Understanding how “without prejudice” works is especially important if you’re considering or already involved in an employment tribunal.
In these cases, the tribunal may decide to admit the evidence despite the label.
Key takeaway: Without prejudice communications allow room for settlement talks, but they don’t stop your tribunal case from moving forward. You should always assess whether the offer or discussion is fair before making a decision.
Seeing how “without prejudice” works in real life can make it easier to understand. Here are some typical scenarios:
You raise a grievance about unfair treatment. A week later, HR sends you a letter headed “Without Prejudice”, offering you a financial settlement in exchange for leaving the company and agreeing not to pursue a tribunal claim.
During a redundancy process, your employer invites you to a “without prejudice meeting.” In this meeting, they explore whether you’d consider a settlement package rather than continuing through formal redundancy procedures.

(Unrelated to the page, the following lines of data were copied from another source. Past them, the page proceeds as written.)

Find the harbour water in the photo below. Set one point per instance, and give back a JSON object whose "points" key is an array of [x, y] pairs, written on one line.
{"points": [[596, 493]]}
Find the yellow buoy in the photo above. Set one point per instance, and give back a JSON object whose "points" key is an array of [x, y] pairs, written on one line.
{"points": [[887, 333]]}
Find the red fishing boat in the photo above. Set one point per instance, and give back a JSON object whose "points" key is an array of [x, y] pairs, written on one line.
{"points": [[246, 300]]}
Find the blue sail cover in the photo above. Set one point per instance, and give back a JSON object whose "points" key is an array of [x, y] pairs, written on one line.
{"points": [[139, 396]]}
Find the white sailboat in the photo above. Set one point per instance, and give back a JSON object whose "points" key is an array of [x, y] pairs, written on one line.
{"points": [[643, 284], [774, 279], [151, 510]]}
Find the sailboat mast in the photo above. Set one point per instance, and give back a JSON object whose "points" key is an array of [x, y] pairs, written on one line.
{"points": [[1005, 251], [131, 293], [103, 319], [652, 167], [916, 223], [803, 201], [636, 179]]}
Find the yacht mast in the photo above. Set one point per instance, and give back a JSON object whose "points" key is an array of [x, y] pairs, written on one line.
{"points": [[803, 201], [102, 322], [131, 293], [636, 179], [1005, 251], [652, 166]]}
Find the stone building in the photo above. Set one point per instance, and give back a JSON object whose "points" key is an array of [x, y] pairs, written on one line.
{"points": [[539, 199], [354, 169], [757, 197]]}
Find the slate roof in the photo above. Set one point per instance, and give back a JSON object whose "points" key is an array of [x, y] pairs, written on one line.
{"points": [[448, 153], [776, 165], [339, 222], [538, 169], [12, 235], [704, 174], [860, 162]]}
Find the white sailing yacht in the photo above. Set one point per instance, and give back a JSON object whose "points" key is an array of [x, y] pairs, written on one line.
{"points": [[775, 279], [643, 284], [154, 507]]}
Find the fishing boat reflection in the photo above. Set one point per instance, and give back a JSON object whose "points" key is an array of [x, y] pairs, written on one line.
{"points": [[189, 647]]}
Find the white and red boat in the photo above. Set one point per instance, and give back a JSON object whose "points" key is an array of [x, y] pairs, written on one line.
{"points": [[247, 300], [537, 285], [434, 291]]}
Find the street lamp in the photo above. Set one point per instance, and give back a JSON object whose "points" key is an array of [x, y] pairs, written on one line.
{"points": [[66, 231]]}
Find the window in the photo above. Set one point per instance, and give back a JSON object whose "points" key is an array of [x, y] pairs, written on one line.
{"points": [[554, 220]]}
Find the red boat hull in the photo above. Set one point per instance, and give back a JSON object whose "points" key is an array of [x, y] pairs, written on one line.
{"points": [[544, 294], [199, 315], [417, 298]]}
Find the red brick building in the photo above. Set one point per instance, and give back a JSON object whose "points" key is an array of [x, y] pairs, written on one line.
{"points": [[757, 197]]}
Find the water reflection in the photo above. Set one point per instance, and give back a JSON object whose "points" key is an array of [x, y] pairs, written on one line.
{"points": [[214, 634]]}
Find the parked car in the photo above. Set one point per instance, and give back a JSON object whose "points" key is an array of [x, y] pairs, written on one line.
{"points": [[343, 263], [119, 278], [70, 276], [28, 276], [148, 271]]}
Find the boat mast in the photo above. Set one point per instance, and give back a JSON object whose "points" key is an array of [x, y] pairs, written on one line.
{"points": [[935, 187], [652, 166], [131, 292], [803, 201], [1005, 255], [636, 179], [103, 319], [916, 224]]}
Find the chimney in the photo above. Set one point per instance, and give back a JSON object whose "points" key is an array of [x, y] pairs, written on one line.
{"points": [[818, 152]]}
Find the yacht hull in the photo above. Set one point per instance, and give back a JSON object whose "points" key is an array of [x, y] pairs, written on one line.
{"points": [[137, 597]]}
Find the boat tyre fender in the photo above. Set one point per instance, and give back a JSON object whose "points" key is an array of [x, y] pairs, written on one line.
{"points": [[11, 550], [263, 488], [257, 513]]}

You’ve resigned but are pursuing a constructive dismissal claim. Your employer offers, on a without prejudice basis, to provide you with agreed financial terms and an agreed reference if you withdraw your claim.
A manager makes offensive remarks in a meeting but later claims the conversation was “without prejudice.” Because the content wasn’t part of genuine settlement discussions, the label doesn’t apply — and the remarks could still be used as evidence.
Key takeaway: The “without prejudice” label can be a useful tool for confidential negotiations, but it doesn’t protect improper conduct or conversations that aren’t really about settlement.
Getting a letter or being invited to a “without prejudice” meeting can feel intimidating, especially if you’ve never dealt with one before. Here are some practical steps:
Receiving a “without prejudice” communication doesn’t mean you’ve done anything wrong. It usually means your employer wants to explore settlement rather than letting the dispute drag on.
Just because you’ve been sent a letter or had a conversation doesn’t mean you have to accept any offer. You remain free to continue with your grievance or tribunal claim if the proposal isn’t fair. Also, if you want to you can respond with a counter-offer rather than a straight rejection.
Don’t feel pressured to make a decision on the spot, even if your employer says the offer is “time limited.” You’re entitled to space to think things over.
A settlement agreement usually includes waiving your right to bring a tribunal claim, or withdrawing your claim if you have already made it. It’s important to understand the implications before signing anything.
Key takeaway: A “without prejudice” letter or meeting is part of negotiation, not a final decision. Stay calm, seek advice, and don’t agree to anything you’re uncomfortable with.
Bottom line:
“Without prejudice” can be a helpful tool for confidential settlement talks, but you should always make sure you understand your rights before accepting or rejecting an offer.
The phrase “without prejudice” is an important part of UK employment law, designed to encourage open settlement talks in workplace disputes. While it can protect both employers and employees during negotiations, it’s not absolute — the context matters, and tribunals can still admit evidence if the rule is misused.
If you’ve received a “without prejudice” letter or been invited to such a meeting, the most important thing is to understand your rights before making any decisions. Settlement discussions can be an opportunity, but they can also be used unfairly if you don’t have the right guidance.